Finanzierung

Kein Geld mehr: NPD entlässt Mitarbeiter

Berliner Zentrale der Rechtsextremen betroffen

Die rechtsextreme NPD gerät zunehmend in Bedrängnis. Aus Geldnot kündigte die Partei allen Mitarbeitern ihrer Bundeszentrale in Berlin, wie Parteisprecher Frank Franz am Donnerstag mitteilte. Zudem musste die NPD ihren für das Wochenende geplanten Bundesparteitag in Nordbayern wegen einer Baustelle am Veranstaltungsort absagen.

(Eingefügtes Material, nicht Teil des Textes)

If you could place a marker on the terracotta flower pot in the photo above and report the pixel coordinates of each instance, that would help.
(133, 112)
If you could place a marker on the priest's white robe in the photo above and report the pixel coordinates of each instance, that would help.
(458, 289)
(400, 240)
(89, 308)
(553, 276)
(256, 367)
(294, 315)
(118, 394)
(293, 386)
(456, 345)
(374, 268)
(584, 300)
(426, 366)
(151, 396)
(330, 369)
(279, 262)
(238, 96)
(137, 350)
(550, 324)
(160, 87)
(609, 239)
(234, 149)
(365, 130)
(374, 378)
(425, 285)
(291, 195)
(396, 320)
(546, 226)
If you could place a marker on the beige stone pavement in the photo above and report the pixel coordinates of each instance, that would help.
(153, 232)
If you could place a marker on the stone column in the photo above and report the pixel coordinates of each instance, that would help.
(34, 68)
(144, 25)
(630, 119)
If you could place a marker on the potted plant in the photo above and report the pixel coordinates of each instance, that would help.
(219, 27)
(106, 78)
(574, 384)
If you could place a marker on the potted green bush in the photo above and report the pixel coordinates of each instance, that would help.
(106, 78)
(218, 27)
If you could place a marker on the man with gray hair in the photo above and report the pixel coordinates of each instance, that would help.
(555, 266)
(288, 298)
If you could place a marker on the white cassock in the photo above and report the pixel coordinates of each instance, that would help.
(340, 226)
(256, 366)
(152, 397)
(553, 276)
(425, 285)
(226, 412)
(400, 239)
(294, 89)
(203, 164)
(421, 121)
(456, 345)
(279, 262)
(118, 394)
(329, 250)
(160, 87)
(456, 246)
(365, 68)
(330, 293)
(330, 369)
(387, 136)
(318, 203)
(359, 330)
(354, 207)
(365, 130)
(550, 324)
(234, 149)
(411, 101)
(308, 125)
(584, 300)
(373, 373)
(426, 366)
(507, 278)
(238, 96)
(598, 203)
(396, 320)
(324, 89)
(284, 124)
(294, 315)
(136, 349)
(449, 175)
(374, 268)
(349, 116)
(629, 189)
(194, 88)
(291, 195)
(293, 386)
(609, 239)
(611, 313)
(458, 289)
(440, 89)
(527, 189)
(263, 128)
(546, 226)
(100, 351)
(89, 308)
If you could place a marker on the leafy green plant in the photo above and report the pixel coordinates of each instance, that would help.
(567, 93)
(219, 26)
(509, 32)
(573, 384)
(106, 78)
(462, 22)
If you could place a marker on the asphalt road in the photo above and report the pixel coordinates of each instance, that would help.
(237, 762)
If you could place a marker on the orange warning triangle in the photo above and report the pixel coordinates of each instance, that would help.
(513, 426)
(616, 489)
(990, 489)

Die Kündigung aller sieben Mitarbeiter der Bundeszentrale sei eine vorläufige Maßnahme, sagte Parteisprecher Franz. Grund sei, dass der Bundestag wegen einer verhängten Geldstrafe die Zahlungen an die rechtsextreme Partei eingestellt hatte. Sollte der Bundestag seine Zahlungen wieder aufnehmen, würden die bereits Ende März ausgesprochenen Kündigungen wieder aufgehoben, sagte Franz.

Die NPD gilt seit Längerem als finanziell angeschlagen. Die Bundestagsverwaltung hatte Ende Februar alle staatlichen Zahlungen an die Rechtsextremen eingestellt, weil sie eine Strafe über 1,27 Millionen Euro bislang nicht beglichen hat. Das Bundesverwaltungsgericht hatte die Partei dazu wegen fehlerhafter Angaben im Rechenschaftsbericht verurteilt. Die NPD habe kein Konzept zur Begleichung der Strafe vorgelegt, sagte ein Sprecher der Bundestagsverwaltung. Deshalb bekomme sie kein Geld mehr. Der NPD stehen seitens des Bundes 303.400 Euro pro Quartal zu.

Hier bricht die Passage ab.